I have a dataframe that one of it's columns is like this:
values
-------------
| [0, 2] |
| [0] |
| [5, 1, 9] |
| . |
| . |
| . |
------------
The daya type for this column is object
now. How can I convert this column into a tensorflow dataset?
CodePudding user response:
You can use tf.data.Dataset.from_tensor_slices
for creating dataset from array
but if your array has a different shape you get an error like the below:
>>> import tensorflow as tf
>>> tf.data.Dataset.from_tensor_slices([[1, 2], [3]])
...
... ValueError: Can't convert non-rectangular Python sequence to Tensor.
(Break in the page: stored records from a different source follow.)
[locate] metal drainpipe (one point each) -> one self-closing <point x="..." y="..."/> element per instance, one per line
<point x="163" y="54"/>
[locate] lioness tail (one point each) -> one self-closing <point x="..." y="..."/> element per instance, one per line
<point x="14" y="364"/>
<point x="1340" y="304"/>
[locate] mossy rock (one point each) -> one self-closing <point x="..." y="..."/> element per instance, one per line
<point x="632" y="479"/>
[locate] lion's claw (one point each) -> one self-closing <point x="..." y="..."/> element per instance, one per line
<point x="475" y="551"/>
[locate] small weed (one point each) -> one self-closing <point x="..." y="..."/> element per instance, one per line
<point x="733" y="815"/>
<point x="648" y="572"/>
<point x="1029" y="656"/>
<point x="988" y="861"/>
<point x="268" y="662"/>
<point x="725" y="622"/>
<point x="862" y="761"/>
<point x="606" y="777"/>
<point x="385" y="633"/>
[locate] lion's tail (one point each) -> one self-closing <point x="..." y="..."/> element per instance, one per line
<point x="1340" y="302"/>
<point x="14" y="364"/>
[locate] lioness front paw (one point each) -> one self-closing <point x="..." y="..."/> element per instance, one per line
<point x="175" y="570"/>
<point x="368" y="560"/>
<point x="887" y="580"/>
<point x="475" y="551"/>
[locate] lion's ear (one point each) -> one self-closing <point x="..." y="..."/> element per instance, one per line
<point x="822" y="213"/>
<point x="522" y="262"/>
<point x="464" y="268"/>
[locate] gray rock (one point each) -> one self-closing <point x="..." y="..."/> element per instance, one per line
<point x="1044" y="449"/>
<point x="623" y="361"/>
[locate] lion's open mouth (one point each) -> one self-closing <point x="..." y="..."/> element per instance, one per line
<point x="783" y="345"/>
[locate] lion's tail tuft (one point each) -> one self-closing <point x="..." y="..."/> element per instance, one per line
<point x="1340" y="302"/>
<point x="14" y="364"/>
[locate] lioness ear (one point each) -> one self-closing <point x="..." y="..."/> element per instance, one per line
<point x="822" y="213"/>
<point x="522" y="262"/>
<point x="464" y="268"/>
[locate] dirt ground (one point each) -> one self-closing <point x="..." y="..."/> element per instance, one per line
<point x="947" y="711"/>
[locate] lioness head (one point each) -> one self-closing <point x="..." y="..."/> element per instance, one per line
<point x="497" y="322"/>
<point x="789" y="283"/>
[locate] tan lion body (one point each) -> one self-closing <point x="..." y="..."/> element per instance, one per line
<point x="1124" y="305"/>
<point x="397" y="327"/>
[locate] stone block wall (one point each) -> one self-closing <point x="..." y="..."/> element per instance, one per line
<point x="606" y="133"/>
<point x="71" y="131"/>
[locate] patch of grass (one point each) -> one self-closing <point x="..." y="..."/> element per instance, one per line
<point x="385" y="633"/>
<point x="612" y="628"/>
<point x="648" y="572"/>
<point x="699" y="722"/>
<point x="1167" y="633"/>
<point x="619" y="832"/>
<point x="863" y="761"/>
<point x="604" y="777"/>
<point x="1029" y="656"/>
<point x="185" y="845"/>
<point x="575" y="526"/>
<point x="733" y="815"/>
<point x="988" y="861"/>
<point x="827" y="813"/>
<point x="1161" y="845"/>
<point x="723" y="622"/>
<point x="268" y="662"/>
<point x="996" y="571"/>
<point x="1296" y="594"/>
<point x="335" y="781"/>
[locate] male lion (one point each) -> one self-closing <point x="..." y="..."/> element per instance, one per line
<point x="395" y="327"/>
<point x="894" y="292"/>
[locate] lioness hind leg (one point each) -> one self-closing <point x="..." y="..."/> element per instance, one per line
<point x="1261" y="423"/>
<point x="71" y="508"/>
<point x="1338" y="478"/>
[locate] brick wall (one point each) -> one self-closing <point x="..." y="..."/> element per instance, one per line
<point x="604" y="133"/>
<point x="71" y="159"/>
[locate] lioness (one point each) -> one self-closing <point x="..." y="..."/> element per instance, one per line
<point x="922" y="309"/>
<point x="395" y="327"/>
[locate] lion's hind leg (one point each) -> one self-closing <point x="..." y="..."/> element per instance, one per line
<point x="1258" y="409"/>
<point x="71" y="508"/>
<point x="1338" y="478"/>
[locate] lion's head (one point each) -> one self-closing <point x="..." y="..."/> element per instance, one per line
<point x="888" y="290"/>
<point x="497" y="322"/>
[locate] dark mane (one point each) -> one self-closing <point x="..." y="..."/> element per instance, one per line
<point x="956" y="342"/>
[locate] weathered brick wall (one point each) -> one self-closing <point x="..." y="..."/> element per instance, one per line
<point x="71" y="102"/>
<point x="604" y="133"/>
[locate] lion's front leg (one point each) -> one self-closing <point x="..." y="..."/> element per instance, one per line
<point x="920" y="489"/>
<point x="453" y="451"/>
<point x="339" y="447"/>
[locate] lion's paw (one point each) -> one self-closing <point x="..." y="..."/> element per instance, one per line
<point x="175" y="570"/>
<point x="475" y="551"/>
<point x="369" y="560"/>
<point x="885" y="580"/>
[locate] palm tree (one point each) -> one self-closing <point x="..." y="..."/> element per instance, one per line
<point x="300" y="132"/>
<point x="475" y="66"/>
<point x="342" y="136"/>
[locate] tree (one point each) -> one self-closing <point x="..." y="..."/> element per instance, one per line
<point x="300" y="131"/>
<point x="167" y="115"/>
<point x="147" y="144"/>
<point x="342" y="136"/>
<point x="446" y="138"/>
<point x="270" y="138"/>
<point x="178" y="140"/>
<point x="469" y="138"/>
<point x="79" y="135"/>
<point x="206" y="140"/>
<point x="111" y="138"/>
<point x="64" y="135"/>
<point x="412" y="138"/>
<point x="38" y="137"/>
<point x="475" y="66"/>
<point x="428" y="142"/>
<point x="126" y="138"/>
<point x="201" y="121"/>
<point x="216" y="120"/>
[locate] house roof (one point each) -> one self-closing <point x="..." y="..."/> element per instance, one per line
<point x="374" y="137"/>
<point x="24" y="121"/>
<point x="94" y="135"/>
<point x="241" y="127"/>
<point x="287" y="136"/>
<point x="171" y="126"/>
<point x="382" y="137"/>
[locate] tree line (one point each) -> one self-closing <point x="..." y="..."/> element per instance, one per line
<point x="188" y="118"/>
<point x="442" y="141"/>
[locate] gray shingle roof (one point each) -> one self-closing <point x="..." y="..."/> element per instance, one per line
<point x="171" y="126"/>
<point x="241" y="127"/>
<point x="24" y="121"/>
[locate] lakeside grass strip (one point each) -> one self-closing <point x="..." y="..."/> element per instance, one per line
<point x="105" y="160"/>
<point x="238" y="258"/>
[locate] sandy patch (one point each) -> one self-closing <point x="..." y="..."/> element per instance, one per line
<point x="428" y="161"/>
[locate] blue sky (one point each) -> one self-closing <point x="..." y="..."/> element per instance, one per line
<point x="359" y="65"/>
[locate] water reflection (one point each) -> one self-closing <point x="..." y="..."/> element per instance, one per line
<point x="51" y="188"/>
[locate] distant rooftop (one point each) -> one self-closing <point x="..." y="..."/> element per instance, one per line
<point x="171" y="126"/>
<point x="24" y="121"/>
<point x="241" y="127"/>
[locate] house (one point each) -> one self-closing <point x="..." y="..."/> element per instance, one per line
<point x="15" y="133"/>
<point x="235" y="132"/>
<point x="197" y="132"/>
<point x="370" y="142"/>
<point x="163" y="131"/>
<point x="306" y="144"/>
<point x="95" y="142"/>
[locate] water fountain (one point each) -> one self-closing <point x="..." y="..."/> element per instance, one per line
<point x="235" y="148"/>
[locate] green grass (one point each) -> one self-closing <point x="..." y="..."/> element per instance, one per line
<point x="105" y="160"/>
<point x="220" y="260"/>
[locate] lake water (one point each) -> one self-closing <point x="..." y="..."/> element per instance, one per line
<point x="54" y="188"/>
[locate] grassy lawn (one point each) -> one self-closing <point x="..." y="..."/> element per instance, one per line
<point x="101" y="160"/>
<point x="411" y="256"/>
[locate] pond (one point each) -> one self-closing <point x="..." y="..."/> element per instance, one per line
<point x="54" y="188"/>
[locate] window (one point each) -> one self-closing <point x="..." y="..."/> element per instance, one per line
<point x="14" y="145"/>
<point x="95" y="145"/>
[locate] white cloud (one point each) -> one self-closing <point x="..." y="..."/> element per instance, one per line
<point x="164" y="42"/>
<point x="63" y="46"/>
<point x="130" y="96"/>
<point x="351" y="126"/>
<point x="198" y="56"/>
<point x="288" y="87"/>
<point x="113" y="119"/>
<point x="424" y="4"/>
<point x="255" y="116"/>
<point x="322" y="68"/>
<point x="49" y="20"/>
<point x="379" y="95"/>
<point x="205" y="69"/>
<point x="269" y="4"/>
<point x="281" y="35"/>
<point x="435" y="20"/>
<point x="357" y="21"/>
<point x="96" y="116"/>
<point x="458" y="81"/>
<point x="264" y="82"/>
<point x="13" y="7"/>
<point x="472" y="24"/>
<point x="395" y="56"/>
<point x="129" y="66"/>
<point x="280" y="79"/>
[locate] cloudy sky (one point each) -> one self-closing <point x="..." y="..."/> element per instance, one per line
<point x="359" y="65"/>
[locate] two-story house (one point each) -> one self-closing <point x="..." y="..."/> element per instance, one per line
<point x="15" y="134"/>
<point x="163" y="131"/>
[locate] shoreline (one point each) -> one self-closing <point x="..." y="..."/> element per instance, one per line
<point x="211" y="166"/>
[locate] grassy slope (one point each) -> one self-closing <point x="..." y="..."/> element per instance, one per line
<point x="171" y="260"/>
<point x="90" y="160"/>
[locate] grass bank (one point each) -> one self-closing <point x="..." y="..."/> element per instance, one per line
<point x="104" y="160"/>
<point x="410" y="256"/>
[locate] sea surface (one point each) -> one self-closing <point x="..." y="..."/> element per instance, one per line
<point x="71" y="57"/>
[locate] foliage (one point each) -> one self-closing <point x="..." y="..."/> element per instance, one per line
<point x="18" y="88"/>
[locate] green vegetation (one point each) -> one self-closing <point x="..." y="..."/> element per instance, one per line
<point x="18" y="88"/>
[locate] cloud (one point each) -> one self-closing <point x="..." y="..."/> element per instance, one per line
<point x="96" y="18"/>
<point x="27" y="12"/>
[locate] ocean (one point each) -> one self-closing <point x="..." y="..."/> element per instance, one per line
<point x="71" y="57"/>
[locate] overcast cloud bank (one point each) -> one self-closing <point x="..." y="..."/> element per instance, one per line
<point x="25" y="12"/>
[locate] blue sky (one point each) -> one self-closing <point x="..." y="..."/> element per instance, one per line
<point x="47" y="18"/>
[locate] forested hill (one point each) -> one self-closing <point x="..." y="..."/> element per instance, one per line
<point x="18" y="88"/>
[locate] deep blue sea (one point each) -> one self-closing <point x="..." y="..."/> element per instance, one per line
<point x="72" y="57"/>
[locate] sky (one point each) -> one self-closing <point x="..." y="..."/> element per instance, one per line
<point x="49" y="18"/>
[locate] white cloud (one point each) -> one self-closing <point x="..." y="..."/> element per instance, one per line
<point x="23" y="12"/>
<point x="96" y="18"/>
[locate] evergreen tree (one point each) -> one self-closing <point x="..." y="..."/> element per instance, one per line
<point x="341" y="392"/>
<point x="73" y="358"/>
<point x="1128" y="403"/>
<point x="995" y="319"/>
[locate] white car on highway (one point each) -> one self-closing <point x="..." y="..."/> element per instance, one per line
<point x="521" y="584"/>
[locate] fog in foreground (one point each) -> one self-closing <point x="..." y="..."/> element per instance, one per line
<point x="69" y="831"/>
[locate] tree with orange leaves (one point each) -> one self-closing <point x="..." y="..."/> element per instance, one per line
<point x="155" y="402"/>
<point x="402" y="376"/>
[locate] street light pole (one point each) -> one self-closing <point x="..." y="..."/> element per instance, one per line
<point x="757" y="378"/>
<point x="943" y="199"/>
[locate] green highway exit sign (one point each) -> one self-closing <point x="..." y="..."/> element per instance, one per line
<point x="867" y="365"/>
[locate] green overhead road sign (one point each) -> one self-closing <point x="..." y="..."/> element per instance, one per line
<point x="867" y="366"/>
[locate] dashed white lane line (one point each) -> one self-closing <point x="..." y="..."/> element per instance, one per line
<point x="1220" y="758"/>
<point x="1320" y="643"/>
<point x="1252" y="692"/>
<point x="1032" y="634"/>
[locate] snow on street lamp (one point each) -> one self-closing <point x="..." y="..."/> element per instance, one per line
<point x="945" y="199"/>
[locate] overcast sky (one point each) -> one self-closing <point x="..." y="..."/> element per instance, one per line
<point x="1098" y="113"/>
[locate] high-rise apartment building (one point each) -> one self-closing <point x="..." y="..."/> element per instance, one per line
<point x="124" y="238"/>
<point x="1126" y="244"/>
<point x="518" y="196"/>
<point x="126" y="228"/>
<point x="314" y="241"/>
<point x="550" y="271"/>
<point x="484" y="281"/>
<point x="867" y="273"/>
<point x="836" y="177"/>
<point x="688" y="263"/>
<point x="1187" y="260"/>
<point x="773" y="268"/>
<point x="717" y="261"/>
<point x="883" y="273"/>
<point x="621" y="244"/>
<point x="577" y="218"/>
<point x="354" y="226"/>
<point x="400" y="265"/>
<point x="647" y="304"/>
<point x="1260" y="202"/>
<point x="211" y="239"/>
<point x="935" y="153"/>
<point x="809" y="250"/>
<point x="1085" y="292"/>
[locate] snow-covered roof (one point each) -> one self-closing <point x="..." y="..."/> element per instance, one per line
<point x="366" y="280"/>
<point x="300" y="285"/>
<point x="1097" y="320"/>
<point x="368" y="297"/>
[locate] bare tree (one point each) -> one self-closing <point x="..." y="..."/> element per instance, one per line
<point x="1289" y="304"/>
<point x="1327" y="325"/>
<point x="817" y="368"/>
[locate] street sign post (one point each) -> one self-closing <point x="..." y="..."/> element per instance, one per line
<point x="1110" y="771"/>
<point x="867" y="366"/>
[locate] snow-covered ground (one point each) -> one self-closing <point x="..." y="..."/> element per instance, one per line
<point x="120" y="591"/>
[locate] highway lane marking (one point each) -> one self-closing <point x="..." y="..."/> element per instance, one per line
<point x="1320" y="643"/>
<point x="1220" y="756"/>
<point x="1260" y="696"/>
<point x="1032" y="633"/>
For this reason, I first fill different shapes with np.nan then creatinh an dataset like the below: (I fill a different shape with np.nan
. you can fill with any value as you like.)
import numpy as np
import pandas as pd
import tensorflow as tf
df = pd.DataFrame({'values':[[0,2],[0], [5,1,9], [2,3], [1,2,3]]})
num_col = df['values'].apply(lambda x: len(x)).max()
num_row = len(df['values'])
arr = np.full([num_row, num_col], np.nan)
for idx, row in enumerate(df['values']):
arr[idx, 0:len(row)] = row
dataset = tf.data.Dataset.from_tensor_slices(arr)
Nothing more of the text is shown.